No caso do Roam Like at Home, a solução poderá passar por manter as mesmas condições que os operadores já disponibilizam quando os consumidores estão em Portugal. Quanto à potencial violação da neutralidade da Internet, a Anacom propõe que um consumidor possa recorrer ao plafond de dados que o tarifário limita para algumas aplicações, sempre que se esgota o tráfego que está disponível para outras aplicações cujo tráfego é contabilizado para efeitos de tarifário. A extensão de um dia ou de uma quantidade de tráfego predefinida é outra das soluções propostas pela Anacom para os casos em que o tráfego para todas as apps e serviços na Internet se esgota.
Os responsáveis da Anacom informaram ainda que se segue agora um período de 25 dias úteis de consulta pública, que é seguido de um segundo período de 40 dias úteis para a alteração das práticas que foram alvo de reparo da reguladora das telecomunicações.
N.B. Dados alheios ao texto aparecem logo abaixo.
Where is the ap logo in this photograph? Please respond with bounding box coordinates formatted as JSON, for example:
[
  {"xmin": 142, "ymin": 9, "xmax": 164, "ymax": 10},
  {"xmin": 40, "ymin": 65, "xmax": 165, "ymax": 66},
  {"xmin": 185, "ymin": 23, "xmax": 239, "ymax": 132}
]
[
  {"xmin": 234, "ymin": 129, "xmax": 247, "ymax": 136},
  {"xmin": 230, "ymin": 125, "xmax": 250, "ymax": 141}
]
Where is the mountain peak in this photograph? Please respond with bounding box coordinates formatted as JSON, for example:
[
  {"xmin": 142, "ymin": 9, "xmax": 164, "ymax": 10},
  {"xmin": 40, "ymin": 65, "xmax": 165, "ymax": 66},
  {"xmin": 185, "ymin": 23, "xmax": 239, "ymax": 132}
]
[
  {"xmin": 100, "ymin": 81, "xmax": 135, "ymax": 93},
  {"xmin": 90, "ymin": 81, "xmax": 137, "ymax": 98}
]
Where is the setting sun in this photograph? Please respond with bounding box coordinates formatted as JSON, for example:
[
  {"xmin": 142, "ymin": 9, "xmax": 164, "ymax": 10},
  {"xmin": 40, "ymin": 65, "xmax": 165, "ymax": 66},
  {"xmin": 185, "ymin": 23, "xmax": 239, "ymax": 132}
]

Os operadores optaram por não esgotar o período de consulta pública para redigirem uma reação à tomada de posição da Anacom sobre os 14 polémicos tarifários. Ainda a conferência de imprensa de hoje se encontrava a meio do curso, e Meo, Nos e Vodafone enviaram para as redações um comunicado conjunto que manifesta «perplexidade» com a tomada de posição da Anacom.
Além de considerar que a Anacom não procurou dialogar antes de determinar a mudança de tarifários e de alegar dúvidas quanto às interpretações geradas pelo regulamento das telecomunicações no que toca à neutralidade da Internet, os três operadores alegam que a tomada de posição da Anacom «prejudica gravemente os interesses dos consumidores, na medida em que vem banir um conjunto de ofertas que os clientes querem e procuram»
«Os operadores aguardam há dois anos pela visão do regulador que, não tendo veiculado qualquer entendimento orientador que permitisse ao setor enquadrar as suas ofertas, levou a que estes tivessem de assumir a iniciativa de interpretar o Regulamento por forma a responder às necessidades dos clientes», refere o comunicado conjunto dos operadores.
Uma vez que alguns jornalistas leram o comunicado conjunto enquanto decorria a conferência de imprensa, João Cadete de Matos teve a possibilidade de defender a sua posição, remetendo para posições similares tomadas por outras autoridades europeias: «Temos de ouvir os operadores para saber o que andam a fazer, mas as nossas decisões são soberanas e totalmente independentes».
«Este é o momento de começar a ouvir os operadores», esclareceu o responsável pelo regulador, que não se coibiu de lembrar que esta tomada de posição pretende salvaguardar o futuro e o espírito empreendedor e de inovação na Internet.